そうだそうだ、ここは見守ってやることが肝要だ………………いや、でもでも。
「えええい、めんどくさい!
飲み物買うがてら探してやる」
勢いよくベットから飛び起き、適当に羽織ものを持って部屋を飛び出す。
「んで俺がこんなに、他人のことを考えなくちゃいけねぇんだよ!!初めてだわ」
呟きながら、ずんずんと寮の廊下を歩いて行った。
寮を出て自販機が設置されている所まで行くとスーツを着た複数人の男が西園寺を担ぎ上げ、車に押し込んでいた。

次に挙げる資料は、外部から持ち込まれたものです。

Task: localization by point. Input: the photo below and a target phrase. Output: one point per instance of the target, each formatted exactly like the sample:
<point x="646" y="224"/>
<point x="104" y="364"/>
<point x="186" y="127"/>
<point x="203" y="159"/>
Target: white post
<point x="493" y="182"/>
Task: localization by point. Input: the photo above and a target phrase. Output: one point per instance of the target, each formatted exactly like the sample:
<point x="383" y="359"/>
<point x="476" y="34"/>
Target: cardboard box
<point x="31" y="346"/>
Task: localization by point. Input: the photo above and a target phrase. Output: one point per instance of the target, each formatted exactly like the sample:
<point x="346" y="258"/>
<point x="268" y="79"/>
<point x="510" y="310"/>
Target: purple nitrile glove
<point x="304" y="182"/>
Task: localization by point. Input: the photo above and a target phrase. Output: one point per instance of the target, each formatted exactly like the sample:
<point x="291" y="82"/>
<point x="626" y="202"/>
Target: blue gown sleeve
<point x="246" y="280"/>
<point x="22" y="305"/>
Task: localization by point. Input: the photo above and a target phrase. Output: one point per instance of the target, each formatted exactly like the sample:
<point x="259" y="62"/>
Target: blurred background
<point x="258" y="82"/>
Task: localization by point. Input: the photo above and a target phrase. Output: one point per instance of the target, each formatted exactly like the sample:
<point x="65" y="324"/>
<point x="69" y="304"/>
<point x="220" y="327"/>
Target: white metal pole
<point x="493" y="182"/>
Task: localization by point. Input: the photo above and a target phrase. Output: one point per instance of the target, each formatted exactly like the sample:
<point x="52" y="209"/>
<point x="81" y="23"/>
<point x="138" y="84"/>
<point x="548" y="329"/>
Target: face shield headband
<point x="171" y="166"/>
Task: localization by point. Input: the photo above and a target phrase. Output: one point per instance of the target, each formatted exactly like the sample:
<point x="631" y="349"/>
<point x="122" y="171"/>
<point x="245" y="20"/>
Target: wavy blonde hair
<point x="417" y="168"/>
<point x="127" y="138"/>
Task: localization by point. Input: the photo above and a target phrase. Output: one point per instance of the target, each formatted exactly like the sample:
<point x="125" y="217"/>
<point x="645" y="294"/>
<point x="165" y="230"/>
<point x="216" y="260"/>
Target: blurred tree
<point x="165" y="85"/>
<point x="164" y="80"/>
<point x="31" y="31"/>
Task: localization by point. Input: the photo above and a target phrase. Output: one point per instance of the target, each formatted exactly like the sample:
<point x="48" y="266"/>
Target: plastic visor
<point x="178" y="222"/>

そんな男たちを指揮しているのは、どういう訳か剣術の教師である小関だった。
意味が分からずフリーズしてしまう。
あまりに初めての状況すぎて立ち止まっている間に、男たちは車に乗り込んで走り出す。
「なんだよ、もう、めんどくせぇ!」
俺は訳もわからず車を追いかける。
学校の校門を抜け街に向けて山を下る。
黒いワンボックスカーは木々に擦りながらもお構いなしに力任せに走る。
全速力で走る俺も徐々にスピードに乗り出す車には追いつけない。
鍛え抜いた俺の筋肉も高馬力のエンジンには敵わない。
「チッ、このままじゃ離される。
刀も部屋に置いてきちまった。どうする?」
次の手を考えているその目に、一本の木の棒が入る。
俺は腰を屈めて木の棒を取ると、手のひらでもて遊んでから投擲する。
鋭く宙を走る木の棒はガソリンタンクに突き刺さる。
そこで、運転手は俺の存在に気づき更に速度を上げる。
俺も追いかけるのを諦め足を止め、車を見送る。
すぐに車が行った先に歩き出す。
「クソ、街の方か」
だりー。
そう思いながら、動いていた足が急に止まる。
当たり前のように、追いかけようとしていたが、なぜだろう?
「………てか、なんで西園寺を助けようとしてんだ?」
俺は基本的に利己的な人間だ。
自分の得になることしかしないし、出来ない冷徹な男だ。
そして、いま、西園寺を助けに行って俺に何の得がある?
拉致されて売り飛ばされようが知ったことか。
俺には何の関係もない。
自分の弱さを呪うべきだ。
剣士はそういう考えの奴らのことを言う。
一度、考え出すと急激に冷める。
「アホらしい。戻って寝よ」
呟いて元きた道を戻る。
乱暴な運転で通った車のタイヤ跡を踏みしめながら歩く。
意外にも山の夜風が気持ちよかった。
視線をあげ、三日月の夜空を見上げる。
不意に、西園寺と剣を交えた満月の夜が想い起こされる。
「………………」
未熟で経験の浅い軽い剣。
それでも、何か俺の目を見張るものがあった。
それが今の俺には分からない。教えて欲しいとも思わない。
剣は所詮人を殺す道具で、剣士は歴史の継承者だとか誇りをかけて戦う戦士だとか崇高な
言葉に言い換えたとて、結局は殺人鬼なのだ。
受け継いだもの、受け継がされたものが、正しかったんだと押し付けたい、どうしようもない奴ら。
それが俺にとっての剣で、大抵のやつがそうだ。
でも、西園寺の奴はどうやら違うようだ。
俺とは違い、あいつの剣には誇りやらが乗っていて、その上剣に対しての根本が違う。
と、ゴチャゴチャと考える俺の頭を夜風が通る。
「はぁ」
自分でも知らずにため息を吐いていた。
今ので、答えは出てしまった。
俺は冷徹な人間だ。でも、それと同じくらい感情的な人間でもある。
知りたい。知りたくなってしまった。そうなったら仕方がない。
なんの意味もない自分への言い訳をして、車を追った。